En una entrevista reciente con la AFP, este activista, optimista empedernido, dijo que confía ver en vida la desaparición del trabajo infantil.

El Nobel de la Paz, padre de dos hijos, vive modestamente en Nueva Delhi y siempre mantiene un bajo perfil, incluso en su propio país.

Ingeniero eléctrico de formación, fundó en 1980 el “Bachpan Bachao Andolan” (Movimiento para salvar la Infancia).

Afirma que su conciencia social se despertó cuando, a los seis años, vio a un niño de su edad frente a su colegio ayudando a su padre a lustrar zapatos.

Al ver a más niños trabajando que yendo a la escuela, sintió la necesidad de consagrar su vida a luchar contra este fenómeno.

“No nací para ser ingeniero, mi pasión desde la infancia es trabajar para los niños”, dijo tras saber que había ganado el Nobel.

Empezó denunciando fábricas y talleres donde se practicaba el trabajo infantil con el fin de liberar a familias enteras obligadas a trabajar para reembolsar sus deudas.
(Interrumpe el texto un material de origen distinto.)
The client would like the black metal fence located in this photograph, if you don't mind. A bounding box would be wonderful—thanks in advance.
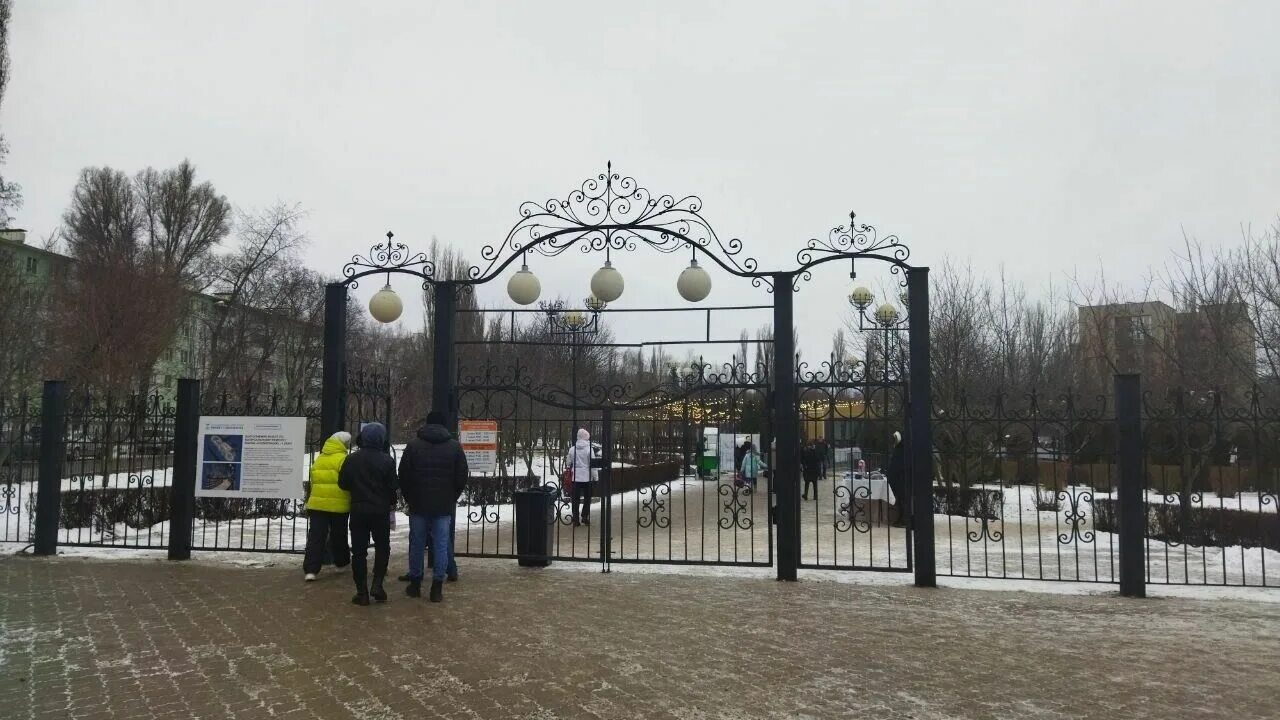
[12,382,1280,587]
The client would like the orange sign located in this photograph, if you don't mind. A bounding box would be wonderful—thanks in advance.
[458,420,498,473]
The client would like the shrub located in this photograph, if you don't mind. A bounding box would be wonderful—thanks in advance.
[1093,497,1280,551]
[933,487,1005,520]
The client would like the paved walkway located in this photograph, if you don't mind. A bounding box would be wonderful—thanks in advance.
[0,556,1280,720]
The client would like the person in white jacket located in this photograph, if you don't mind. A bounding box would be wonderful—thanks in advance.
[564,428,600,527]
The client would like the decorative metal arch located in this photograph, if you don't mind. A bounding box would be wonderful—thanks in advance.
[342,163,911,292]
[342,231,435,290]
[467,163,772,288]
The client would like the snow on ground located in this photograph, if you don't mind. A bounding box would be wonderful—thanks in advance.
[0,446,1280,593]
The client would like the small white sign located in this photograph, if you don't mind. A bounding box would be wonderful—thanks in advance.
[196,415,307,498]
[458,420,498,473]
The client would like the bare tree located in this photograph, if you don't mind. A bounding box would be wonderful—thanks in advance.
[133,160,230,287]
[0,0,22,227]
[0,243,49,397]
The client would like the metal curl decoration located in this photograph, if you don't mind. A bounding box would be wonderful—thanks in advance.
[796,213,911,272]
[969,512,1005,542]
[467,163,773,292]
[1057,491,1093,544]
[717,484,755,530]
[0,483,22,515]
[636,484,671,530]
[467,503,499,525]
[342,232,435,290]
[831,486,872,533]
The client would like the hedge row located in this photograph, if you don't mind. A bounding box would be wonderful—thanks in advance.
[1093,497,1280,551]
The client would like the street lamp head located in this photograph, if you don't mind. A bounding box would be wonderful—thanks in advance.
[507,264,543,305]
[591,260,626,302]
[676,258,712,302]
[849,286,876,310]
[369,283,404,324]
[876,302,897,328]
[564,310,586,331]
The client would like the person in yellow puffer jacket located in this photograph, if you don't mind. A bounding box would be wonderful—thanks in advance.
[302,432,351,582]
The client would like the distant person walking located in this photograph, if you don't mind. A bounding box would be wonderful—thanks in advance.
[739,441,764,489]
[302,432,351,582]
[564,428,600,527]
[800,442,822,500]
[884,430,908,528]
[338,423,396,605]
[399,411,467,602]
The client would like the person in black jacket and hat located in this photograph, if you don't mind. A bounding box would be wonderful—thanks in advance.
[399,411,467,602]
[338,423,396,605]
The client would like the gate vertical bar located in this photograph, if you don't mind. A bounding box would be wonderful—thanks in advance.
[431,282,462,432]
[169,379,200,560]
[320,283,347,437]
[588,407,613,573]
[1115,374,1147,597]
[765,273,800,580]
[35,380,67,555]
[906,268,938,588]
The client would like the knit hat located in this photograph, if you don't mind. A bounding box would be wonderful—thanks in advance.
[358,423,387,450]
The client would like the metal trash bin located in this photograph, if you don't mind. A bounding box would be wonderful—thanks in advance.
[515,486,557,568]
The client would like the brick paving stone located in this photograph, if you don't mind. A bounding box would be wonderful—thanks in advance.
[0,556,1280,720]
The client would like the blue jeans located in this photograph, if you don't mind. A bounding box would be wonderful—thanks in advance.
[408,515,458,580]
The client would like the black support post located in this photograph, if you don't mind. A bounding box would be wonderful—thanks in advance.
[596,407,613,573]
[763,273,800,580]
[33,380,67,555]
[431,282,460,432]
[904,268,938,588]
[1115,374,1147,597]
[320,283,347,437]
[169,379,200,560]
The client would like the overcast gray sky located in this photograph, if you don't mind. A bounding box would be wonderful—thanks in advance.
[0,0,1280,356]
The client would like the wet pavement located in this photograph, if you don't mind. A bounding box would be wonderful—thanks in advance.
[0,556,1280,719]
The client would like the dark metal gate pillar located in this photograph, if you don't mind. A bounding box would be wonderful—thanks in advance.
[764,273,800,580]
[169,379,200,560]
[588,409,613,573]
[431,282,460,430]
[1115,374,1147,597]
[33,380,67,555]
[320,283,347,437]
[906,268,938,588]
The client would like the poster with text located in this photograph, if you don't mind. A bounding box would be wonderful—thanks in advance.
[196,416,307,498]
[458,420,498,473]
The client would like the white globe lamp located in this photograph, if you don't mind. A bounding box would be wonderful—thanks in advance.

Actualmente, Satyarthi preside la organización Global March Against Child Labor (Marcha mundial contra el trabajo infantil), un conjunto de 2.000 grupos sociales presentes en 140 países.

 

— Una ‘cruzada’ personal —

 

El activista ha convocado numerosas manifestaciones no violentas contra la explotación infantil, siguiendo la “tradición de Gandhi”, como lo subrayó el comité Nobel al justificar el premio.

En 2007, organizó una marcha de varios miles de kilómetros contra el tráfico de niños a lo largo de la frontera de India con sus vecinos de Asia del Sur.

“A no ser que se llegue hasta la gente corriente, es imposible solventar el problema del tráfico, que es una forma de esclavitud”, declaró en esa ocasión.

El indio fundó también RugMark, organización ampliamente conocida en el ámbito internacional que “etiqueta” las alfombras fabricadas allí donde no hay trabajo infantil.

Satyarthi denuncia con vehemencia la esclavitud que sufren los niños en el trabajo.

“Si piden por sus padres, son golpeados, a veces colgados por los pies a un árbol o incluso marcados y quemados con un cigarrillo”, explicó en una entrevistta en 2010.

Amod Kanth, fundador de la ONG india Prayas y amigo desde hace tiempo de Satyarthi, explicó recientemente a la AFP que el premio Nobel estaba “afligido por el sufrimiento que implica el trabajo infantil y que su erradicación” se había convertido “en su cruzada”.

Satyarthi, nació el 11 de enero de 1954 en el estado indio de Madhya Pradesh.